Healthcare Fraud Detection Using Machine Learning
Introduction
Healthcare fraud is a major concern for healthcare providers, insurers and governments worldwide. It involves illegal activities, such as billing for services that were not provided, duplicate submission of a claim for the same service, misrepresenting the service provided, charging for a more complex or expensive service than was provided or billing for a covered service when the service provided was not covered.
Detecting healthcare fraud is a challenging and resource-heavy task, particularly with large datasets. Fortunately, machine learning (ML) offers an effective solution by automating the detection process. It enhances the efficiency of identifying fraudulent activities while minimizing manual efforts. This automation leads to significant cost reductions and faster detection times. Ultimately, ML empowers healthcare organizations to better combat fraud and improve overall operational effectiveness.
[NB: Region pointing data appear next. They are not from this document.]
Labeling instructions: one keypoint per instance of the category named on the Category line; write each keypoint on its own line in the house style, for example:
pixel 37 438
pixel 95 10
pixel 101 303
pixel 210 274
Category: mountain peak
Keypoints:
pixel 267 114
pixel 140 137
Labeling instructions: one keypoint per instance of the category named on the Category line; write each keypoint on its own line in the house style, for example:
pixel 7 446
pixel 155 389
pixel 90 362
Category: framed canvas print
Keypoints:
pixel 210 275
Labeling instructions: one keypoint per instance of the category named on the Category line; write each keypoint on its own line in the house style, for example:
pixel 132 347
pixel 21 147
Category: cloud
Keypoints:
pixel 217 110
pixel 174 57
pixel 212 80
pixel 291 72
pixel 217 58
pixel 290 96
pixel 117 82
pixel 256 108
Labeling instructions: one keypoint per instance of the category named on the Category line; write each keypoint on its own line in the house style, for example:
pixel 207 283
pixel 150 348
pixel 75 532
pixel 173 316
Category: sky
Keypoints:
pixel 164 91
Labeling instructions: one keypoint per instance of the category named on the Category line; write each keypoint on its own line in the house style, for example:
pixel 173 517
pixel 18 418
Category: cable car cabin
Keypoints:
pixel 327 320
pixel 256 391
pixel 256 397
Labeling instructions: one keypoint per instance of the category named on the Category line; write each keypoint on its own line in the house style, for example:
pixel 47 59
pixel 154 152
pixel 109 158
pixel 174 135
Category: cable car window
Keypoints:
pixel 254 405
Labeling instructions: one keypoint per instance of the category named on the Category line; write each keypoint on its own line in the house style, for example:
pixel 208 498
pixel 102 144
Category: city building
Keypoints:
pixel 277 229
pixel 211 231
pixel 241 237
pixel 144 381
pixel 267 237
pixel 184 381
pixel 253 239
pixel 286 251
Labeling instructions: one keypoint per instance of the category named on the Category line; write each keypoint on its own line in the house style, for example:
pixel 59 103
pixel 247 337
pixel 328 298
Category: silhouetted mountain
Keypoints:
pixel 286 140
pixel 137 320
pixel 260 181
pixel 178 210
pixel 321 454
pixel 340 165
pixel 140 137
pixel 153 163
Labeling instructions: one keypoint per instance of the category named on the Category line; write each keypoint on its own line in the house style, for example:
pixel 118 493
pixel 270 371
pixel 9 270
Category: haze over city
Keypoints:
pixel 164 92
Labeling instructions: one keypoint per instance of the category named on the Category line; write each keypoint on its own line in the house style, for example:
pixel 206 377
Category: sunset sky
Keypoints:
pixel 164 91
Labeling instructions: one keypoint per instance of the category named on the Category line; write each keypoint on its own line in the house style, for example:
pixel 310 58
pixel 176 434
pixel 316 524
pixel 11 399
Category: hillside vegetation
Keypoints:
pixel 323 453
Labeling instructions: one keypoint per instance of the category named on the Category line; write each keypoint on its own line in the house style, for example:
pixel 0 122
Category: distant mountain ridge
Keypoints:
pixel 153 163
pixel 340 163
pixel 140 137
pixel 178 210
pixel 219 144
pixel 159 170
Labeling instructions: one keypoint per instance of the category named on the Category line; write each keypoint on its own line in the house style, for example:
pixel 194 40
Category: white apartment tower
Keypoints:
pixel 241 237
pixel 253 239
In my capstone project, I leverage machine learning techniques to detect potential fraud in healthcare claims. By analyzing historical data, I aim to identify patterns that distinguish fraudulent activities from legitimate claims. The project involves comparing various models, including Logistic Regression, Decision Tree, Random Forest, XGBoost, LightGBM, and CatBoost, both with and without hyperparameter tuning. Through this approach, I strive to build an effective fraud detection system that can assist insurers in mitigating financial risks while ensuring legitimate claims are processed efficiently.
In this blog post, I’ll walk through my project objectives, data preprocessing, feature engineering, exploratory data analysis, model evaluation and key findings. Let’s dive into the fascinating world of machine learning-powered fraud detection.
Dataset :
The dataset used in this project is based on data uploaded to Kaggle by Rohit Anand Gupta. The dataset consists of four distinct sub-datasets: Inpatient, Outpatient, Beneficiary, and Fraud labels. Each one is described in the graph below.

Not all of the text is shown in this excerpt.